We’re at it again. Skeptics fighting each other over whether or not a particular issue falls within the jurisdiction of skeptical inquiry, and precisely what it means to be a Skeptic, and whether others’ definitions of skepticism and actions based on those definitions “hurt the movement”.
Rather than go into all of the various factions in this battle, and continue to rehash the argument, I’d like to challenge the fundamental assumption behind all this bickering: The idea that a single Skeptical Movement actually exists.
It seems to me that what we have here, currently, is a worldwide community of self-identified skeptics, out of which movements of different sorts can crystalize and spread. Certain factions within the community seem to think that the next logical step is to create a single, unified Skepticism, encapsulating everyone who identifies as a skeptic, and expecting to be able to limit the scope of skeptical inquiry to what they deem appropriate.
This is inherently problematic, for several reasons; the most daunting of which is the fact that, by definition, skeptics tend to eschew authority. We like to figure things out for ourselves. Because of this, we are never going to come to the same conclusions about everything, especially matters like religion that can be fraught with personal experience and cultural baggage. Also, because of those different personal experiences, we all come to the table with different priorities and ideas on how to create the change we’d like to see in the world.
Another problem lies in controlling how the word “skeptic” itself is used. I posit that such control is impossible, given the fact that it is currently used by science advocates and woo peddlers alike. Even if one assumes there is such a thing as a monolithic Skeptical Movement, we still don’t own the trademark on the word, and the general public isn’t ever going to necessarily identify the word “skeptic” with our particular brand of scientific advocacy and anti woo activism.
These problems solve themselves when we stop trying to be something we’re not. Skepticism means something different to all of us. I think we need to stop being so hung up on labels and definitions and focus on what we’d like to accomplish. Multiple tactics are capable of accomplishing each goal. We may not always agree on how to achieve these things, but I think it’s unhelpful to bandy about the “so and so is hurting the movement” card.
I personally don’t agree with a lot of what comes out of the so-called “New Atheist” sphere. I prefer a much more polite and rational discourse. But, I will be the first to say that I think what they are doing serves a purpose. I joined this community because of Richard Dawkins and Penn Jillette. Not necessarily because I agreed with what they were saying, but because they were loud enough and controversial enough that they got my attention. There is great strength in our diversity. Different voices serve different purposes, and speak to different audiences. To spend valuable time and resources decrying the work of others as “harmful to the movement” is kind of ridiculous.
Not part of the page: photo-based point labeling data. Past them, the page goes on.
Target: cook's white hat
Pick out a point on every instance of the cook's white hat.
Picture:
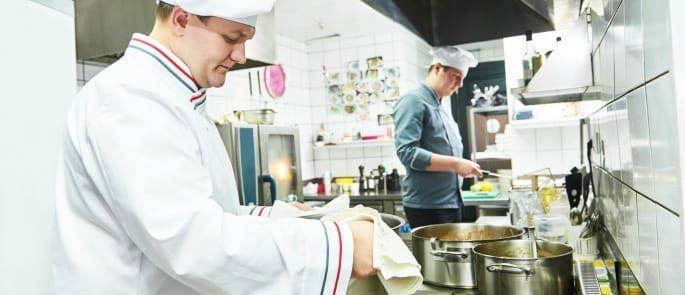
(242, 11)
(454, 57)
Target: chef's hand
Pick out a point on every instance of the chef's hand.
(467, 169)
(362, 234)
(300, 206)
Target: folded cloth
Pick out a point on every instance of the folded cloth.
(282, 209)
(398, 270)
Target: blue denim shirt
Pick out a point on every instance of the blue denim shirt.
(421, 130)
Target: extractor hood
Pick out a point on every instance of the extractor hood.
(452, 22)
(104, 28)
(566, 75)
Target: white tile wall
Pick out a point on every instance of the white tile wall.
(670, 266)
(664, 142)
(649, 249)
(292, 109)
(398, 48)
(557, 148)
(635, 50)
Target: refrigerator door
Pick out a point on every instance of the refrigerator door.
(247, 164)
(280, 158)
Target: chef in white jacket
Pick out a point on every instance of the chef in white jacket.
(146, 198)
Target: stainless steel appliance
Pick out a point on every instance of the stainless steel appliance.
(445, 250)
(508, 267)
(266, 161)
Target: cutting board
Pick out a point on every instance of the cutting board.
(479, 195)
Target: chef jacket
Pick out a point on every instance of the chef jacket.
(423, 127)
(147, 202)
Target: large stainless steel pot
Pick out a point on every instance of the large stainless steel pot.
(507, 267)
(445, 250)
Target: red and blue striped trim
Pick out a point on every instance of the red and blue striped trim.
(337, 274)
(328, 254)
(167, 60)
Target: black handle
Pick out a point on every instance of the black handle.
(272, 186)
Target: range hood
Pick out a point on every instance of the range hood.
(566, 75)
(451, 22)
(104, 28)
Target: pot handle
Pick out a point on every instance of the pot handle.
(449, 254)
(510, 268)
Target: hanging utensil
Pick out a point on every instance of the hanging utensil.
(486, 172)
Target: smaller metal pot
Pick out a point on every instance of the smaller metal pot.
(507, 267)
(393, 221)
(445, 250)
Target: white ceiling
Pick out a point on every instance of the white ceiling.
(305, 20)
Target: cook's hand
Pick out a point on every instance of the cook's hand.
(362, 234)
(467, 169)
(300, 206)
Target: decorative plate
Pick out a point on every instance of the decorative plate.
(274, 80)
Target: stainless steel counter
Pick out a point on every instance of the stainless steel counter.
(501, 200)
(426, 289)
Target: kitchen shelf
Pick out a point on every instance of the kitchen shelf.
(357, 144)
(492, 155)
(554, 96)
(533, 123)
(498, 109)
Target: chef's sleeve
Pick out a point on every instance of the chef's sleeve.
(161, 195)
(408, 115)
(264, 211)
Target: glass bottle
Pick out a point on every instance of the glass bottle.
(532, 60)
(556, 45)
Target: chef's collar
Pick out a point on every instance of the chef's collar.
(172, 64)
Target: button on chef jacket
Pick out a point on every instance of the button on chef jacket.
(147, 201)
(423, 127)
Having said that, I think this discussion over the meaning of skepticism is an important one. If I didn’t, I wouldn’t have spent time writing this post. But to go into it expecting that your particular definition will triumph as The Real Skepticism is folly. There is no “The Real Skepticism”; there is only the continually evolving idea in each of our minds about who we are and what we’d like to accomplish. Talking about it in good faith can help us each to continue that process within ourselves, but we will never fully agree; nor should we.
Look, I understand the desire some feel to take the large number of self-identified skeptics and create a huge, single-minded, skeptical Voltron and fight fiercely against pseudoscience with a Blazing Sword. That seems like it would be awesome. But once you start to dig into what that would actually mean, you might come to the conclusion I have, that maybe we’re better off fighting as the five lions; fighting for different, yet related priorities, and coming together as one when necessary. One thing’s for certain; we’re not going to get anywhere if our lions continue to fight each other.